It’s hard to come up with comments about a self-aware film that’s already doing all that for you in its two-hour run. It feels as though there is nothing left to say that the characters haven’t already done so in a meta kind of way through their dialogues. Perhaps this is just the new norm in Hollywood nowadays as far as this fascination with requels go. Mindy, who takes over her dead uncle Randy’s role as slasher film mechanics expert, couldn’t have explained it any better in a tongue-in-cheek monologue that also serves as a blunt stab at Hollywood’s obsession with cashing in through a mix of nostalgia and fan service.

Observations as to how Scream 2022 does for the horror genre what Matrix Resurrections has done for sci-fi are not without basis. Suffice it to say that Wes Craven would be proud as Scream 2022 stays true to its roots. It is no doubt a Scream movie through and through, from the opening sequence all the way to the serial killer reveal. Perhaps the beauty of having built such a movie universe over two decades is that you can rehash the formula over and over again every decade or so and still come up with a product that is actually the same old shit but updated to suit current times while basking in nostalgia.

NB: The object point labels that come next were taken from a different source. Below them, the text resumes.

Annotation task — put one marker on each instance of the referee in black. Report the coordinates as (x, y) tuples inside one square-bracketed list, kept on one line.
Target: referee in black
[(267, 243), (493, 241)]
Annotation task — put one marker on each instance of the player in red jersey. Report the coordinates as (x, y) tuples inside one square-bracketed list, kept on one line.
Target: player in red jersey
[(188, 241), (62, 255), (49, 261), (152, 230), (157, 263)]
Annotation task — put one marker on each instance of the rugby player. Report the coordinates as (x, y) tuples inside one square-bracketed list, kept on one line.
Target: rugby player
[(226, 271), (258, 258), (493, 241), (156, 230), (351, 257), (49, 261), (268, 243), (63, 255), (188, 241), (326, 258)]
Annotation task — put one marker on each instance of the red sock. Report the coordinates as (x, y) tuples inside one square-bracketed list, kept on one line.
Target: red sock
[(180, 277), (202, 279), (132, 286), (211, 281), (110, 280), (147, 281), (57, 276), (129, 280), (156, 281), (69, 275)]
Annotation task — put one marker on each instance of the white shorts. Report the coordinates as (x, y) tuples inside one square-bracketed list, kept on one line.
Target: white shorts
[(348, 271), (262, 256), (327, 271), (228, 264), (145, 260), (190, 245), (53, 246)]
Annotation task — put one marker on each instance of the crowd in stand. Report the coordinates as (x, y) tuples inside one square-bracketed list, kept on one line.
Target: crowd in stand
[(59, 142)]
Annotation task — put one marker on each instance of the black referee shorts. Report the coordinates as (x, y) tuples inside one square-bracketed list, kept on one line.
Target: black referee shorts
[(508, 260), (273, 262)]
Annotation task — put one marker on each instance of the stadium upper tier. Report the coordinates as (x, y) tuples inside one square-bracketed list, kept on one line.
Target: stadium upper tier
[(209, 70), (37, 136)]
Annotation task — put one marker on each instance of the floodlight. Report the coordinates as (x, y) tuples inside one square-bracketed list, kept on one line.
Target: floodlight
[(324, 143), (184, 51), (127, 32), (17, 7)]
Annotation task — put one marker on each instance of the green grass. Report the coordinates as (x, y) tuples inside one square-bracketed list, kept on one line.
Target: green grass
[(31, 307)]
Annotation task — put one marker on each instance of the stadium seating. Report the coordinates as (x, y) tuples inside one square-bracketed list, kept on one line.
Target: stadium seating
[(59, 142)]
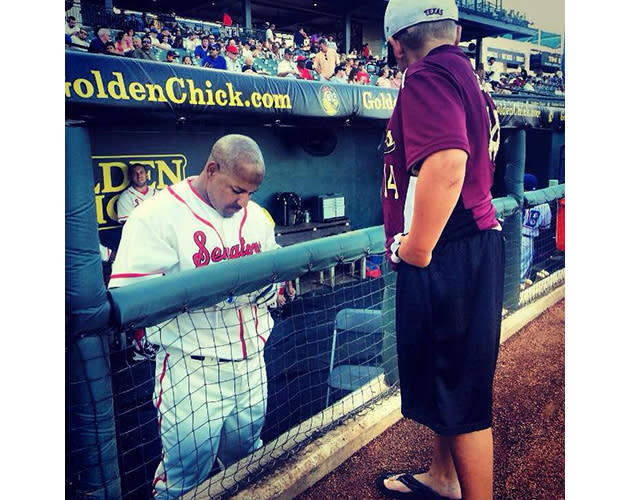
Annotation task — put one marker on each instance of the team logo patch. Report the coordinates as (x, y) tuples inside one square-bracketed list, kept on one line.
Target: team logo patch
[(329, 100), (390, 144)]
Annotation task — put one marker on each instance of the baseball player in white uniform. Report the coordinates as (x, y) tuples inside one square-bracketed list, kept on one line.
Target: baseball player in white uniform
[(211, 383), (534, 218), (137, 192)]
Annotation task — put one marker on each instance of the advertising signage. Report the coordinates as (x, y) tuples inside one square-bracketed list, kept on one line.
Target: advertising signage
[(507, 56)]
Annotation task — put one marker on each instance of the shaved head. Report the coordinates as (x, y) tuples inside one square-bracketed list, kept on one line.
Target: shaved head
[(232, 174), (239, 155)]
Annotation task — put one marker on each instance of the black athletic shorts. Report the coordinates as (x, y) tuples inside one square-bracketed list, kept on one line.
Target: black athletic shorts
[(448, 325)]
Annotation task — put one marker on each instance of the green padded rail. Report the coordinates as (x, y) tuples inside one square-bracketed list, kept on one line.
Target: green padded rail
[(505, 206), (545, 195), (150, 302)]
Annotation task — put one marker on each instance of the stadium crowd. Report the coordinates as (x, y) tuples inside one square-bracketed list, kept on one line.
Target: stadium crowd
[(316, 56)]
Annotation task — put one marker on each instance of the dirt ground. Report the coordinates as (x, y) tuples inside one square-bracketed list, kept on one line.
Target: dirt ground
[(528, 427)]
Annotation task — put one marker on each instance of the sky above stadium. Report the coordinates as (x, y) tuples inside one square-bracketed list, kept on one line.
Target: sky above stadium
[(547, 15)]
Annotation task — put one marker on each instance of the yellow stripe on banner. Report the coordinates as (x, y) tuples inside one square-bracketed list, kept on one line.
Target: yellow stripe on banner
[(273, 224)]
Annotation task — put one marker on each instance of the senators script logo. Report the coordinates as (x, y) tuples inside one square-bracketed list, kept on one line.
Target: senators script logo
[(329, 100), (112, 178), (203, 257)]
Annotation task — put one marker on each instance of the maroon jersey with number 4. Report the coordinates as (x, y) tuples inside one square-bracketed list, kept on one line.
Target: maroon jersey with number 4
[(440, 106)]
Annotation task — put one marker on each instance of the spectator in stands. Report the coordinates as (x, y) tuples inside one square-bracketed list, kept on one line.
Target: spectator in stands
[(172, 56), (383, 78), (146, 51), (396, 80), (274, 54), (340, 75), (298, 37), (325, 61), (178, 40), (286, 67), (110, 48), (123, 43), (270, 35), (191, 42), (72, 28), (246, 49), (153, 34), (304, 72), (215, 60), (80, 39), (231, 61), (352, 77), (97, 45), (331, 43), (165, 36), (350, 63), (493, 70), (363, 76), (202, 52), (248, 67), (528, 86), (257, 51)]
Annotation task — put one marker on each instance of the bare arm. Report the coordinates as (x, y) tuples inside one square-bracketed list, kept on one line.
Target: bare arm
[(438, 187)]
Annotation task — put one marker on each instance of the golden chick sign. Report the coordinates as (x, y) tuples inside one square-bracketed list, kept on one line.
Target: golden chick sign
[(112, 178)]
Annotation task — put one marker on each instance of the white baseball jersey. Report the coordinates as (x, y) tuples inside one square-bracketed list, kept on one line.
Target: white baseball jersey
[(210, 385), (534, 219), (178, 230), (106, 253), (129, 199)]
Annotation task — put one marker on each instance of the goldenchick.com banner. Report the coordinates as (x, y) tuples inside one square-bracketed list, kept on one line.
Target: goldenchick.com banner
[(98, 82)]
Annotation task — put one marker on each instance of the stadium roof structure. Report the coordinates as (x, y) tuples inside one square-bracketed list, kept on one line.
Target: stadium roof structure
[(287, 15)]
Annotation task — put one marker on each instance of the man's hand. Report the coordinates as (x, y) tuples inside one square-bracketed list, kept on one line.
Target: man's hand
[(411, 255)]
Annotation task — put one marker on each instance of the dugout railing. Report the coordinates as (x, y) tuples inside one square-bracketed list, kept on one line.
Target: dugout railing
[(119, 460), (111, 433)]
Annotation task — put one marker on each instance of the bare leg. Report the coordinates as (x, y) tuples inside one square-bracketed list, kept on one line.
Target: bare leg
[(441, 476), (473, 458)]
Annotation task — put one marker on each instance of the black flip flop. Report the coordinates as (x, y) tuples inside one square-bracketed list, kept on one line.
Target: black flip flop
[(418, 491)]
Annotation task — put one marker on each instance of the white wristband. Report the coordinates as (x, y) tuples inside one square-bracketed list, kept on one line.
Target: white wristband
[(395, 246)]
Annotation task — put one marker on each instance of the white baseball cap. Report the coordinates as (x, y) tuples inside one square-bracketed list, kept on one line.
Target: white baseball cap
[(401, 14)]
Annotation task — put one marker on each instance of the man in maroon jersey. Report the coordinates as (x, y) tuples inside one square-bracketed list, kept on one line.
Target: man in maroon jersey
[(443, 239)]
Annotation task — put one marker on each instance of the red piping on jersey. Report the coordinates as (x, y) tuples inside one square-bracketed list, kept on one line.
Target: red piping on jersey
[(256, 324), (240, 228), (197, 193), (242, 334), (208, 223), (133, 275), (161, 477)]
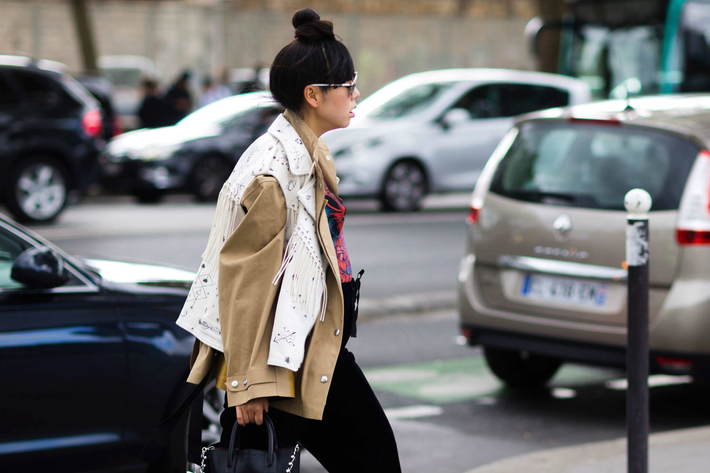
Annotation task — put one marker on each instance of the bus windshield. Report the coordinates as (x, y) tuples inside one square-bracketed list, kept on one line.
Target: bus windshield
[(693, 47)]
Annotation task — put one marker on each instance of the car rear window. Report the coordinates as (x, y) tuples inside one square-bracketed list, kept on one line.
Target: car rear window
[(594, 166)]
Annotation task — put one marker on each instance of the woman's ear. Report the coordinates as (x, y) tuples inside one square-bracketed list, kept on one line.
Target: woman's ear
[(313, 96)]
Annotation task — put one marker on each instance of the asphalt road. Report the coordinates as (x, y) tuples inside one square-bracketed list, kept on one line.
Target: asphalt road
[(448, 412), (402, 254)]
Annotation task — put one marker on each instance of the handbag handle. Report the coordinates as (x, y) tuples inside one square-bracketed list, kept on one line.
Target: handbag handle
[(273, 443)]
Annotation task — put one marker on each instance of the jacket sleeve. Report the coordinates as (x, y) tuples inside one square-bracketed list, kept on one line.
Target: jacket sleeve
[(248, 263)]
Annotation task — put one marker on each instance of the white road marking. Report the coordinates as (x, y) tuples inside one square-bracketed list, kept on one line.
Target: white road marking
[(413, 412)]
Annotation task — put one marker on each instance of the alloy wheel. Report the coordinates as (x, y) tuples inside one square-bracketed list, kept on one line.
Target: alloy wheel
[(40, 191)]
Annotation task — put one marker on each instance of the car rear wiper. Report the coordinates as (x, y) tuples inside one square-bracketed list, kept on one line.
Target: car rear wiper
[(536, 195)]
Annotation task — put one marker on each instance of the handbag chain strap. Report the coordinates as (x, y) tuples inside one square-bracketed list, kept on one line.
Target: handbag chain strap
[(293, 459), (207, 449), (204, 457)]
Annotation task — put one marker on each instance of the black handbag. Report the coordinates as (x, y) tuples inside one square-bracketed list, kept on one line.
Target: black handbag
[(238, 460)]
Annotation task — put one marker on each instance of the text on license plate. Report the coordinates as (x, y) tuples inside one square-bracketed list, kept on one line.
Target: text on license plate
[(547, 288)]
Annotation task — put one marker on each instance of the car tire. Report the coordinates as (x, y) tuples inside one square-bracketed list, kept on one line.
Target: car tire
[(521, 370), (148, 196), (404, 187), (37, 189), (208, 177)]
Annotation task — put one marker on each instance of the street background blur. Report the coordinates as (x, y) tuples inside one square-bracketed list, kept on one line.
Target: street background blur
[(449, 412), (387, 38)]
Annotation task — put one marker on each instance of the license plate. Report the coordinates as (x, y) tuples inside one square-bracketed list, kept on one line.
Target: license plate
[(547, 288)]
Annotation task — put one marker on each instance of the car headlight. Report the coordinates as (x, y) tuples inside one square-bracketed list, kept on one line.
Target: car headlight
[(357, 148), (154, 153)]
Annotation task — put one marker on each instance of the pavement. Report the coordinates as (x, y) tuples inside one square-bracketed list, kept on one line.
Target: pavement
[(679, 451)]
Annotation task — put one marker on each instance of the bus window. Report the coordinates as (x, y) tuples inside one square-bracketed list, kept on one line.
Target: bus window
[(617, 62)]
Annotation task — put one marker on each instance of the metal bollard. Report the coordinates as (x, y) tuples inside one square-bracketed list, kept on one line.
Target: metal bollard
[(638, 203)]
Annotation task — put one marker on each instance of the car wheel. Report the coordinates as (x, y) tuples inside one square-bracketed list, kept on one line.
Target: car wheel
[(148, 196), (404, 187), (37, 190), (208, 177), (521, 370)]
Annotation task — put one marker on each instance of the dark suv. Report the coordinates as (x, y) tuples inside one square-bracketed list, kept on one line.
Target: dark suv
[(50, 129)]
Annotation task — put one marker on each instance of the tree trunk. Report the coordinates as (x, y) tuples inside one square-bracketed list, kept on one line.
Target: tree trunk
[(85, 34)]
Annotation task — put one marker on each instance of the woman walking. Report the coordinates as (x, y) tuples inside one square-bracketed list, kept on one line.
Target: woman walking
[(274, 302)]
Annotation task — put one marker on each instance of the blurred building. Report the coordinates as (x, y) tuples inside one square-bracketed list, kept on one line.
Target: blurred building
[(388, 38)]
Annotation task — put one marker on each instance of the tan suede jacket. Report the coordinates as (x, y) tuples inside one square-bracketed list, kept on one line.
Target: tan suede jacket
[(248, 262)]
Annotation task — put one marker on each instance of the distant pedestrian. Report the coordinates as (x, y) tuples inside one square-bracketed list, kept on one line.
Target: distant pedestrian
[(152, 112), (211, 92), (178, 99)]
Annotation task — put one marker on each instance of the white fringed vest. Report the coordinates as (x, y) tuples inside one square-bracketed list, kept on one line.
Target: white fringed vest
[(302, 298)]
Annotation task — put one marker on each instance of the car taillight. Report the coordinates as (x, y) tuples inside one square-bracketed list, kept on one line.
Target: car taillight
[(91, 123), (694, 212), (472, 215)]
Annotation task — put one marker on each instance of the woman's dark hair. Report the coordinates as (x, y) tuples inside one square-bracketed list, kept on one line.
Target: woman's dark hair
[(314, 56)]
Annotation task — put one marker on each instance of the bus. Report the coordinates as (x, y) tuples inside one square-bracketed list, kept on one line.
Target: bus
[(625, 48)]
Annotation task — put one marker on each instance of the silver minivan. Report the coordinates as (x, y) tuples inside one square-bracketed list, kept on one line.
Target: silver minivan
[(433, 131), (543, 280)]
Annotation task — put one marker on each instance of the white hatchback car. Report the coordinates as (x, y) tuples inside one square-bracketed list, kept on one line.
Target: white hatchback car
[(434, 131)]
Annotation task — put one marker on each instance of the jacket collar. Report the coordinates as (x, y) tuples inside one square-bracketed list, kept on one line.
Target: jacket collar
[(317, 148), (299, 159)]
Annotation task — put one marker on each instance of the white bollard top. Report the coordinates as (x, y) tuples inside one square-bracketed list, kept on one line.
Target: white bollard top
[(638, 203)]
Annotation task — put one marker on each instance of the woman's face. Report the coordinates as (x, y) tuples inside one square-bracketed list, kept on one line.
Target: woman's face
[(336, 108)]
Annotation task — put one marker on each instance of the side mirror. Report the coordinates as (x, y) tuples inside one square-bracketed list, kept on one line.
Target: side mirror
[(39, 268), (454, 117)]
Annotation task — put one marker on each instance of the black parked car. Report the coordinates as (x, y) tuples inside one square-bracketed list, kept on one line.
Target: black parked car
[(50, 137), (195, 155), (90, 356)]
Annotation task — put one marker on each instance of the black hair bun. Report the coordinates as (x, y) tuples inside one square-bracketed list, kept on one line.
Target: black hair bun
[(310, 28)]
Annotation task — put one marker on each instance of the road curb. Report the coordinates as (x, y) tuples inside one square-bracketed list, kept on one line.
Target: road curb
[(407, 304), (590, 455)]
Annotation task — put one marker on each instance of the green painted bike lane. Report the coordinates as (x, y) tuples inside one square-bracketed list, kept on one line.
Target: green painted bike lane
[(466, 379)]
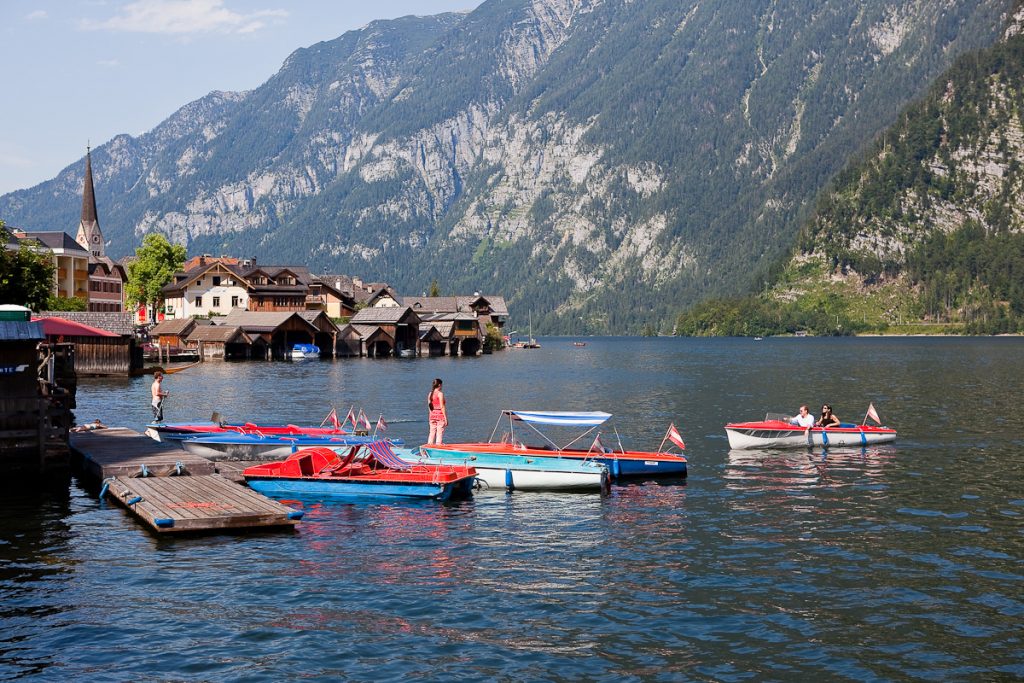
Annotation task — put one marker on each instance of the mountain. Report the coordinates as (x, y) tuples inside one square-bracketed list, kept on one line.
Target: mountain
[(922, 232), (602, 163)]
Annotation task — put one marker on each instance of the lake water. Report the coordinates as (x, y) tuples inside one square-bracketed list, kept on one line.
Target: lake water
[(892, 563)]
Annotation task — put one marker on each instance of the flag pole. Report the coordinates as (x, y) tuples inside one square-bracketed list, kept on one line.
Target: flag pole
[(664, 438)]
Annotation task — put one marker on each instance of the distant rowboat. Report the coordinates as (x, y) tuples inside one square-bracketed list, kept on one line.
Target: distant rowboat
[(779, 433)]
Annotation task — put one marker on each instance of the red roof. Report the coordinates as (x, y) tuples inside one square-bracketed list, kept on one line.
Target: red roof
[(58, 327)]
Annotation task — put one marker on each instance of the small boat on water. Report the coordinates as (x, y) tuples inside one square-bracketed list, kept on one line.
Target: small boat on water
[(508, 472), (621, 463), (265, 446), (302, 351), (181, 430), (360, 470), (774, 432)]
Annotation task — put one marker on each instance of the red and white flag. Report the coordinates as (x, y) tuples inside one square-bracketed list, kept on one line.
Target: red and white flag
[(674, 436)]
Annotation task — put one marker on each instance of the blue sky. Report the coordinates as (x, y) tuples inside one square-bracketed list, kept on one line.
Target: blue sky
[(84, 71)]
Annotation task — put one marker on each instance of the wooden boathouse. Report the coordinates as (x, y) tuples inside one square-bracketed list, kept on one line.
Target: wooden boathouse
[(35, 409), (104, 342)]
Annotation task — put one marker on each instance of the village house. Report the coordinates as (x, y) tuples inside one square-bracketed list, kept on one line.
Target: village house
[(216, 287), (382, 331)]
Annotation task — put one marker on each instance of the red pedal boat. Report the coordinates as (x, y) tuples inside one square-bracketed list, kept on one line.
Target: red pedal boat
[(359, 471)]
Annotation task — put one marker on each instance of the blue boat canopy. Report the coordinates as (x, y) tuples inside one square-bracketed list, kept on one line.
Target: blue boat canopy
[(561, 418)]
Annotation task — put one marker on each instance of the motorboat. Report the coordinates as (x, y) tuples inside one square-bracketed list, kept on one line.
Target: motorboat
[(514, 472), (621, 463), (264, 446), (776, 432), (358, 470), (302, 351)]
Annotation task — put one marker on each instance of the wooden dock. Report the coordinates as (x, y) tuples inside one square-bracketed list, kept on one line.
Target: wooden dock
[(170, 489), (122, 452), (198, 504)]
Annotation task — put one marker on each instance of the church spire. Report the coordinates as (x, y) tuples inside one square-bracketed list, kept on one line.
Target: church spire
[(88, 194), (89, 235)]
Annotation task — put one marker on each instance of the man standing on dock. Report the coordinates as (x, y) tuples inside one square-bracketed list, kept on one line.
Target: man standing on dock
[(158, 396)]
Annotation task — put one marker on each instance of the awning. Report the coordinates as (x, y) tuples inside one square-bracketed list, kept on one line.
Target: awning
[(561, 418)]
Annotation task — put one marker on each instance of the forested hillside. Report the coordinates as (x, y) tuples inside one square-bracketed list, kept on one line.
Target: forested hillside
[(602, 163), (925, 232)]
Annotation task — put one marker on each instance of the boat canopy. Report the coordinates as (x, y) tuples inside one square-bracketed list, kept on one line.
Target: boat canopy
[(561, 418)]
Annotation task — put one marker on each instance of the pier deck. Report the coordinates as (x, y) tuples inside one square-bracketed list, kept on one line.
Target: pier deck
[(180, 492), (198, 504), (122, 452)]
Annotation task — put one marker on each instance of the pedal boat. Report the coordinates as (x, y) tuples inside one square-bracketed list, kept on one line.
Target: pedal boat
[(621, 463), (779, 433), (363, 470), (262, 446), (505, 472), (161, 431)]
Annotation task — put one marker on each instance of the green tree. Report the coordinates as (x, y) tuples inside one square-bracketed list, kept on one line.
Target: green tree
[(154, 266), (26, 274)]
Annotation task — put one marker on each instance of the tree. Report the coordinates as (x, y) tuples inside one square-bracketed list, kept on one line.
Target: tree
[(26, 274), (154, 266)]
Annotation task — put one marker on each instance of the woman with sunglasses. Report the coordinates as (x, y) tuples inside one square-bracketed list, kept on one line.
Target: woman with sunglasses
[(827, 418)]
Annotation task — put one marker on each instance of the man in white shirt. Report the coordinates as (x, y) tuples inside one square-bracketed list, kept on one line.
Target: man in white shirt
[(805, 419)]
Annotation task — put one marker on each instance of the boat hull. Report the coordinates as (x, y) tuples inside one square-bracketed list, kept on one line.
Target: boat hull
[(620, 465), (776, 434), (171, 431), (522, 473), (245, 446), (358, 489), (368, 470)]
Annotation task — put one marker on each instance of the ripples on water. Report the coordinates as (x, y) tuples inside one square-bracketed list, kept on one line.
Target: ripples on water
[(896, 562)]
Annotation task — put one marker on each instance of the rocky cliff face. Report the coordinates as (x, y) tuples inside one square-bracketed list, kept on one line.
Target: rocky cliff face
[(601, 162)]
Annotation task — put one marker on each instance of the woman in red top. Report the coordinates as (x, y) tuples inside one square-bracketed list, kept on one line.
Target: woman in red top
[(438, 413)]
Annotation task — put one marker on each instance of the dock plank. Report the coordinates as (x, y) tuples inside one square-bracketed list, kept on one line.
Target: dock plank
[(198, 503)]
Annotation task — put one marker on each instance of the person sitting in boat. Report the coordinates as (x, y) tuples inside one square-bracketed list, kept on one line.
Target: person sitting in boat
[(804, 418), (827, 418)]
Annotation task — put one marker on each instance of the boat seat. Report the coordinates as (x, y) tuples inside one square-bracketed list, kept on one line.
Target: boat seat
[(305, 464)]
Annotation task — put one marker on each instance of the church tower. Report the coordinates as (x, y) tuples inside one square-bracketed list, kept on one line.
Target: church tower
[(89, 235)]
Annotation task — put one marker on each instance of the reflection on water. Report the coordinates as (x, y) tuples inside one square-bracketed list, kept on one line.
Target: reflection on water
[(894, 562)]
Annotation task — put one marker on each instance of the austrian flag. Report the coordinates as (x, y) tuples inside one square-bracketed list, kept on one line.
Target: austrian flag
[(674, 436)]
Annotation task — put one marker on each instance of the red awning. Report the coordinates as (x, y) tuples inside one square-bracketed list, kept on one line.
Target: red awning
[(58, 327)]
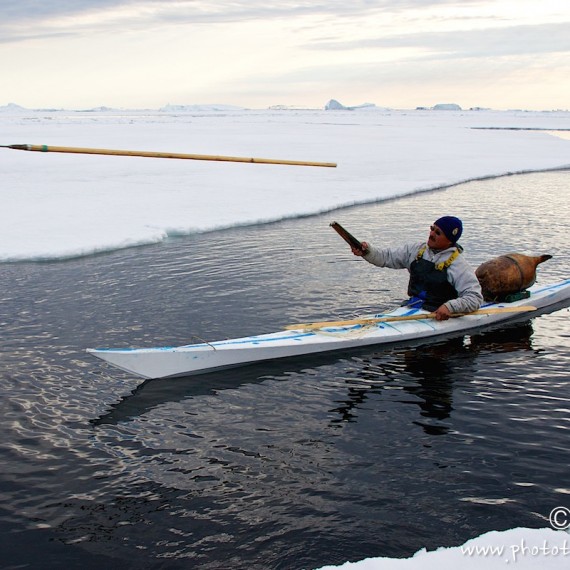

Having said that, the formula works well in giving the loyal fanbase the fan service they demand while winning over new fans at the same time. As Mindy elaborates, Halloween did it. Even Star Wars couldn’t resist. It’s not a phenomenon exclusive to the horror genre. Maybe this is just Hollywood’s way of dealing with brain drain and lack of fresh ideas. The formula has been so popular lately that it deserves its own subgenre, to be honest.

But we have to give it to the new writers and directors for respecting Craven’s legacy and staying true to the source material. While some links to legacy characters come off as contrived, they do make an effort to at least connect the dots. For those who have not seen the original trilogy in the last decade or so, perhaps a movie marathon is in order to catch all the references here. Many scenes, though, serve as some sort of homage to the original trilogy that came 20 years before. Everything just goes full circle.

One particular scene I love is that of drunk Mindy lying on the couch watching Stab, a movie within the movie universe based on the actual events in Woodsboro. As her fate appears to mimic that of her uncle as played by another actor on her TV, which in turn refers to Uncle Randy who was commenting on how the slasher flick genre operated while actually being in one... Wait, I just lost my train of thought there. This is like the Inception of the slasher flick genre. I love it!